VMware Licensing Changes, My 2 Cents

It has been a few weeks since VMware announced their new vSphere 5 licensing model and for the most part I haven’t said much nor expressed a strong stance on the issue. For you who are not familiar, VMware essentially provided a vTax associated with configuring licensing for pooled ram allocation. It is a bit more complicated, but you get the picture. Just know it basically doubled the cost for most large customers, particularly hosting companies and super dense virtual environments. To say the least it wasn’t well received by the partner community,  server OEM’s, customer etc.

My Experience

This changed caused some very uncomfortable conversations with my customers. From their perspective I am the one that sold them this solution, recommended it over hyper-V and unfortunately good or bad I am the face of this product. And it wasn’t just tough talk; customers were essentially asking for refunds and questioning my credibility. While it wasn’t fair, I didn’t fault them for their frustration.

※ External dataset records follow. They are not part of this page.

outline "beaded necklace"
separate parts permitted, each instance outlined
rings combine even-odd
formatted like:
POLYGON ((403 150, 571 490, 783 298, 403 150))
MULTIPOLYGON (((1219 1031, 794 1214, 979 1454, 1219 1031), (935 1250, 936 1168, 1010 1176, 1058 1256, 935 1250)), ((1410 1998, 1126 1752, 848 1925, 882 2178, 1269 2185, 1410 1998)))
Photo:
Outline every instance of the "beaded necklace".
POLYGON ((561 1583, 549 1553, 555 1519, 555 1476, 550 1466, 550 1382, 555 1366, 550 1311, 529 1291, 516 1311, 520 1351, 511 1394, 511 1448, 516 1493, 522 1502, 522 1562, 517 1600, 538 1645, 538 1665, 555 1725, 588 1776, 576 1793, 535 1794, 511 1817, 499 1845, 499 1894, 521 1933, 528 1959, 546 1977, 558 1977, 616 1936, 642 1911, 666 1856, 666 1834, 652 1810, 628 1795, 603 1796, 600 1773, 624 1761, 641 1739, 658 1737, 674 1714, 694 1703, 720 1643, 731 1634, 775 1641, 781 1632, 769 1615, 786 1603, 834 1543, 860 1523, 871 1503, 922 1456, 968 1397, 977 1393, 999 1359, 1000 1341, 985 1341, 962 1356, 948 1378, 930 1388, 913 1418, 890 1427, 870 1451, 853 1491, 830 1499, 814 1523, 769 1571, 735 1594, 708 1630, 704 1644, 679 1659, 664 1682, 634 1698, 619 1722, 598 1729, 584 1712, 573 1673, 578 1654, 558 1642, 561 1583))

This isn’t specifically a VMware issue, and I don’t mean to pick on them too much, it could happen with any vendor. Cisco could easily change their pricing model to a per port model, or amount of traffic per port, or some other consumption model. The point is, if there is a disruptive change to the basic pricing model of these joint technology solutions it sort of tips the whole thing off its axis. People make their budgets, TCO, ROI or other business decisions based on a predictable pricing structure and this doesn’t help their cause. It puts people on edge when they make these significant technology investments.

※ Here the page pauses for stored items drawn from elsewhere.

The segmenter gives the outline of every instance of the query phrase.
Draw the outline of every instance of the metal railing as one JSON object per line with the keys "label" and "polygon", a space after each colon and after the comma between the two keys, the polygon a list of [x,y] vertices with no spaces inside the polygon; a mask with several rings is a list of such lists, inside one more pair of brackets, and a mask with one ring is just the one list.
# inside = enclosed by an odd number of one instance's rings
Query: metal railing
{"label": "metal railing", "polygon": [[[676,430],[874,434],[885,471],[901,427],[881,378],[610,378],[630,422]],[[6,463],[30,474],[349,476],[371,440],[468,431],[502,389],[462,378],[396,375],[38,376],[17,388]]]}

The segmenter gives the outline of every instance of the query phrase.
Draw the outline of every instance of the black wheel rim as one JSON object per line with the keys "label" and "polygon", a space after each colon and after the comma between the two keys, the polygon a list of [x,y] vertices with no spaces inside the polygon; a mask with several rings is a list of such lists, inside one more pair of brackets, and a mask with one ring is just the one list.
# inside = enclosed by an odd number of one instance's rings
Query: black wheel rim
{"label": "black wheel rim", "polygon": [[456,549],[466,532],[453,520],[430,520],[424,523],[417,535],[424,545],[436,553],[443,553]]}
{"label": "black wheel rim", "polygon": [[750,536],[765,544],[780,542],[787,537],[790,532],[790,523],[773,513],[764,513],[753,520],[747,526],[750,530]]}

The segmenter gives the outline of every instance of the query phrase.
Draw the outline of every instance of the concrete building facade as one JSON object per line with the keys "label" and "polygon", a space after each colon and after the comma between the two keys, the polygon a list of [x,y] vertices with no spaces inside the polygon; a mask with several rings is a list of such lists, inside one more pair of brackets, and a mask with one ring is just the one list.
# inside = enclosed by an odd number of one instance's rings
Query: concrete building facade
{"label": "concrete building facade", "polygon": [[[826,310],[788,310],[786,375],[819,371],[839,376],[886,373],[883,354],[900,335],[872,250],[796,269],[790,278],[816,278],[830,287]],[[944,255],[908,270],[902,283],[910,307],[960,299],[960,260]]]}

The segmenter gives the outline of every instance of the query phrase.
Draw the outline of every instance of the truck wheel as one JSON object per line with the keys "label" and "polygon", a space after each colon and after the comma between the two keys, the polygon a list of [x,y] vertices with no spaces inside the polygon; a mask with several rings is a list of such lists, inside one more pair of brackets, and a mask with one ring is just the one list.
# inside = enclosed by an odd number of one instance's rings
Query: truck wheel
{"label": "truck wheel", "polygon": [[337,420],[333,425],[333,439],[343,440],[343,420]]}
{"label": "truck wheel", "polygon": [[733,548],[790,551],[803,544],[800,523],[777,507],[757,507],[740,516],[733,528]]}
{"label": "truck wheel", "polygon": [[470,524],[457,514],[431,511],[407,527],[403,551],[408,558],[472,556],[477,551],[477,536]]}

Now the great news is that VMware listened intently to their community and made some significant changes. Say what you will but this is a big deal. They didn’t have to, if they held their ground things would have blown over and whatever lost revenue would have made up over time. It was also changed with blazing speed. I don’t know what happened behind the scenes, but to come up with a new pricing model in a week or two that everyone agreed on is pretty impressive.

My Stance

Officially, I don’t have one, however I am bit concerned how much impact a simple pricing change can have on my professional career.  Also, I am hoping that Cisco, HP, Microsoft, EMC, NetApp, VMware and anyone involved with this ecosystem are working closely together on their pricing strategy. I would be curious what Cisco had to say about their UCS servers and the new ram allocations. This considering their whole architecture was built around a condensed server with huge amounts of RAM vs. CPU’s. I am sure they weren’t too pleased.

Overall, I think VMware learned something’s about pricing changes and product launches, and in the end made things right.